Degenerate r-Whitney numbers and degenerate r-Dowling polynomials via Boson operators

TL;DR

This paper explores the properties and identities of degenerate r-Whitney numbers and degenerate r-Dowling polynomials, linking them to boson operator normal ordering and extending their mathematical framework.

Contribution

It introduces new properties, recurrence relations, and identities for degenerate r-Whitney numbers and degenerate r-Dowling polynomials, connecting them with boson operators.

Findings

Derived properties and recurrence relations for degenerate r-Whitney numbers.

Established orthogonality and identities related to these numbers.

Extended the framework to include degenerate r-Dowling polynomials.

Abstract

Dowling showed that the Whitney numbers of the first kind and of the second kind satisfy Stirling number-like relations.
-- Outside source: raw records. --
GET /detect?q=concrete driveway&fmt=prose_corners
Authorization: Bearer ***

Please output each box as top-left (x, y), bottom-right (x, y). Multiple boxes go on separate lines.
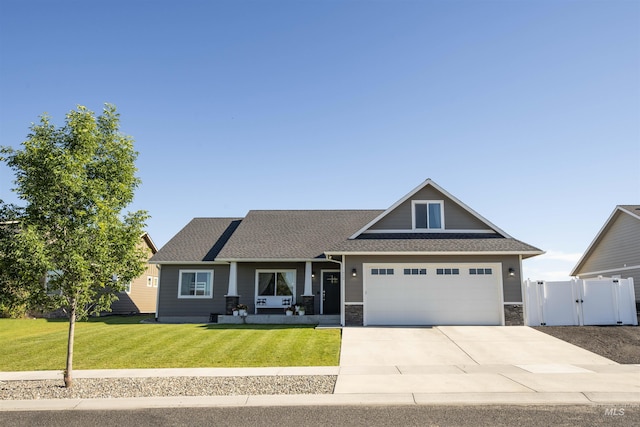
top-left (335, 326), bottom-right (640, 396)
top-left (339, 326), bottom-right (616, 367)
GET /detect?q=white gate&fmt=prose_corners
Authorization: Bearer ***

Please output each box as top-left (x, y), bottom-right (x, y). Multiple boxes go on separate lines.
top-left (524, 277), bottom-right (637, 326)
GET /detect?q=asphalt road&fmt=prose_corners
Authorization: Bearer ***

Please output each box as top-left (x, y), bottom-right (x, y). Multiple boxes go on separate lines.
top-left (1, 405), bottom-right (638, 427)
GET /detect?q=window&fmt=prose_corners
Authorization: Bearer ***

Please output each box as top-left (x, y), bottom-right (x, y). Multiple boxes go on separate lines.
top-left (404, 268), bottom-right (427, 275)
top-left (123, 282), bottom-right (132, 294)
top-left (413, 201), bottom-right (444, 230)
top-left (371, 268), bottom-right (394, 275)
top-left (44, 270), bottom-right (63, 296)
top-left (178, 270), bottom-right (213, 298)
top-left (436, 268), bottom-right (459, 275)
top-left (470, 268), bottom-right (493, 275)
top-left (153, 277), bottom-right (158, 287)
top-left (257, 270), bottom-right (295, 297)
top-left (147, 276), bottom-right (153, 287)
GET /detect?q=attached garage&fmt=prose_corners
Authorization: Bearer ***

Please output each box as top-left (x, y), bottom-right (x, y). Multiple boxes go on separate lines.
top-left (364, 263), bottom-right (504, 326)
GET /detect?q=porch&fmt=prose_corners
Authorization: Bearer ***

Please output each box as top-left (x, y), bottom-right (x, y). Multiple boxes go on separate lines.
top-left (216, 314), bottom-right (341, 325)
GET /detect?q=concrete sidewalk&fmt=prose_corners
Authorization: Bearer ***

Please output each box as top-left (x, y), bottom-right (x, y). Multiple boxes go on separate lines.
top-left (1, 326), bottom-right (639, 410)
top-left (1, 364), bottom-right (639, 411)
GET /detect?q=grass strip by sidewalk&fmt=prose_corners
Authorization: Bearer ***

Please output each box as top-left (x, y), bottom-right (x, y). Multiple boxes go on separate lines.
top-left (0, 316), bottom-right (341, 371)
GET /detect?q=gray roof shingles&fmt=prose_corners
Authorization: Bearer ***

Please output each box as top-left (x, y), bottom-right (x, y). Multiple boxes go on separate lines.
top-left (152, 210), bottom-right (543, 263)
top-left (150, 218), bottom-right (241, 263)
top-left (326, 236), bottom-right (542, 257)
top-left (216, 210), bottom-right (383, 260)
top-left (620, 205), bottom-right (640, 216)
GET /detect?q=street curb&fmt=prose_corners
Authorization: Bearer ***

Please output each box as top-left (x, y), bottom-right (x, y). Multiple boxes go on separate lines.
top-left (2, 392), bottom-right (640, 411)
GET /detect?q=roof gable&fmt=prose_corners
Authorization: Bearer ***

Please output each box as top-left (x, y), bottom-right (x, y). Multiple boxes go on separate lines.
top-left (141, 232), bottom-right (158, 254)
top-left (350, 179), bottom-right (510, 238)
top-left (571, 205), bottom-right (640, 275)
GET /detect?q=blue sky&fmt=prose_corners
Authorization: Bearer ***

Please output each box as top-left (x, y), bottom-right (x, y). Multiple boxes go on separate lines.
top-left (1, 0), bottom-right (638, 280)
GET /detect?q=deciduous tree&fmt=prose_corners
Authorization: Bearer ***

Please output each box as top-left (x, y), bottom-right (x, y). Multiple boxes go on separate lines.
top-left (1, 104), bottom-right (148, 387)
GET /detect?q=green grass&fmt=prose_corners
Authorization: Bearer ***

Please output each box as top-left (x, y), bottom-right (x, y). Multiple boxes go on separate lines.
top-left (0, 316), bottom-right (341, 371)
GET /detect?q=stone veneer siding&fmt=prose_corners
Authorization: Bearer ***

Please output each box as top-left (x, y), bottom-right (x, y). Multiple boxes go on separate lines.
top-left (302, 295), bottom-right (315, 315)
top-left (504, 304), bottom-right (524, 326)
top-left (345, 305), bottom-right (363, 326)
top-left (225, 296), bottom-right (240, 315)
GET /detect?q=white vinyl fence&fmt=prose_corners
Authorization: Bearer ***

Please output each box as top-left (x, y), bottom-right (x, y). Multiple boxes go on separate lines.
top-left (524, 277), bottom-right (637, 326)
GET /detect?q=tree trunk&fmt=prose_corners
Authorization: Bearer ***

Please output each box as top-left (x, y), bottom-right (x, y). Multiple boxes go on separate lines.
top-left (64, 299), bottom-right (76, 388)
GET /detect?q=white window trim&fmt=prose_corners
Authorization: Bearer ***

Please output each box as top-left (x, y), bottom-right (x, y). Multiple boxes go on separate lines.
top-left (153, 276), bottom-right (158, 287)
top-left (147, 276), bottom-right (153, 287)
top-left (178, 269), bottom-right (214, 299)
top-left (255, 269), bottom-right (297, 298)
top-left (123, 281), bottom-right (132, 294)
top-left (411, 200), bottom-right (445, 230)
top-left (44, 270), bottom-right (64, 296)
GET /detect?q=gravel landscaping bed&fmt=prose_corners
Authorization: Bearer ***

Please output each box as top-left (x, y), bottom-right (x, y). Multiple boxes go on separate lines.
top-left (0, 376), bottom-right (337, 400)
top-left (533, 325), bottom-right (640, 364)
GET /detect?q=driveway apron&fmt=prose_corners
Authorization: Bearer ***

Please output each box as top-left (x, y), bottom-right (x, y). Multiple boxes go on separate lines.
top-left (334, 326), bottom-right (638, 395)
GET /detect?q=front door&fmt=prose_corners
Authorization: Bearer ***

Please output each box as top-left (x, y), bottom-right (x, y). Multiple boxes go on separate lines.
top-left (322, 270), bottom-right (341, 314)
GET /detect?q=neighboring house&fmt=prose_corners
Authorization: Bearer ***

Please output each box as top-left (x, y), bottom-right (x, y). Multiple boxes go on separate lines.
top-left (571, 205), bottom-right (640, 307)
top-left (110, 232), bottom-right (159, 314)
top-left (150, 179), bottom-right (543, 326)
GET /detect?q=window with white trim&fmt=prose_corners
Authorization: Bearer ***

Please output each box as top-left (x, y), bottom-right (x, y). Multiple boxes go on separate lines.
top-left (153, 277), bottom-right (158, 287)
top-left (44, 270), bottom-right (63, 296)
top-left (412, 200), bottom-right (444, 230)
top-left (256, 270), bottom-right (295, 297)
top-left (123, 282), bottom-right (132, 294)
top-left (178, 270), bottom-right (213, 298)
top-left (147, 276), bottom-right (153, 287)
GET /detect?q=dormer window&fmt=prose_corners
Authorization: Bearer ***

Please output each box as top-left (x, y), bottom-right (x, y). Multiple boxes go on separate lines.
top-left (412, 200), bottom-right (444, 230)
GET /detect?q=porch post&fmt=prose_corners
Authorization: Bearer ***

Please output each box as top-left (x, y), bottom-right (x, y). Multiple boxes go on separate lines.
top-left (227, 262), bottom-right (238, 296)
top-left (302, 261), bottom-right (315, 315)
top-left (225, 262), bottom-right (239, 315)
top-left (304, 261), bottom-right (313, 296)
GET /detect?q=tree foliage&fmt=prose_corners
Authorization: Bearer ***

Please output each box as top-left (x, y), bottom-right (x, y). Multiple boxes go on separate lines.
top-left (0, 202), bottom-right (51, 317)
top-left (1, 104), bottom-right (149, 386)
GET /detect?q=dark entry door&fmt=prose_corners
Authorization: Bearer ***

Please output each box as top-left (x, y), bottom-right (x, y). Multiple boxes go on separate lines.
top-left (322, 271), bottom-right (341, 314)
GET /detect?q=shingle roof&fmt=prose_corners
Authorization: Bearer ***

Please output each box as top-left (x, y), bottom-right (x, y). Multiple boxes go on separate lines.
top-left (619, 205), bottom-right (640, 218)
top-left (150, 218), bottom-right (241, 263)
top-left (216, 210), bottom-right (383, 260)
top-left (152, 211), bottom-right (543, 262)
top-left (327, 236), bottom-right (543, 258)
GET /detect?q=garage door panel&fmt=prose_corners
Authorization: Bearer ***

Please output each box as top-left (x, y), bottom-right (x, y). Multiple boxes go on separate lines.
top-left (364, 263), bottom-right (502, 326)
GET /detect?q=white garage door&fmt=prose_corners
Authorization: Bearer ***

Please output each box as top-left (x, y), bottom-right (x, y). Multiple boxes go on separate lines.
top-left (364, 263), bottom-right (503, 326)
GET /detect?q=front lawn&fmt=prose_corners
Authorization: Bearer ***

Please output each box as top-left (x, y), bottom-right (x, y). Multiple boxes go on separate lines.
top-left (0, 316), bottom-right (341, 371)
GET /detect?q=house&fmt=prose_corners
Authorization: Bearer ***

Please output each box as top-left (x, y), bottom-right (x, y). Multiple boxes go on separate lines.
top-left (110, 232), bottom-right (159, 314)
top-left (150, 179), bottom-right (543, 326)
top-left (571, 205), bottom-right (640, 308)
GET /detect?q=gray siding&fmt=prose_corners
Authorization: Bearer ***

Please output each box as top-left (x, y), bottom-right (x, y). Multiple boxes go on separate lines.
top-left (344, 254), bottom-right (523, 304)
top-left (235, 261), bottom-right (337, 313)
top-left (157, 264), bottom-right (229, 318)
top-left (158, 261), bottom-right (339, 319)
top-left (577, 213), bottom-right (640, 274)
top-left (370, 186), bottom-right (489, 231)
Recently, Kim-Kim introduced the degenerate r-Whitney numbers of the first kind and of the second kind, as degenerate versions and further generalizations of the Whitney numbers of both kinds. The normal ordering of an integral power of the number operator in terms of boson operators is expressed with the help of the Stirling numbers of the second kind. In this paper, it is noted that the normal ordering of a certain quantity involving the number operator is expressed in terms of the degenerate r-Whitney numbers of the second kind. We derive some properties, recurrence relations, orthogonality relations and several identities on those numbers from such normal ordering. In addition, we consider the degenerate r-Dowling polynomials as a natural extension of the degenerate r-Whitney numbers of the second kind and investigate their properties.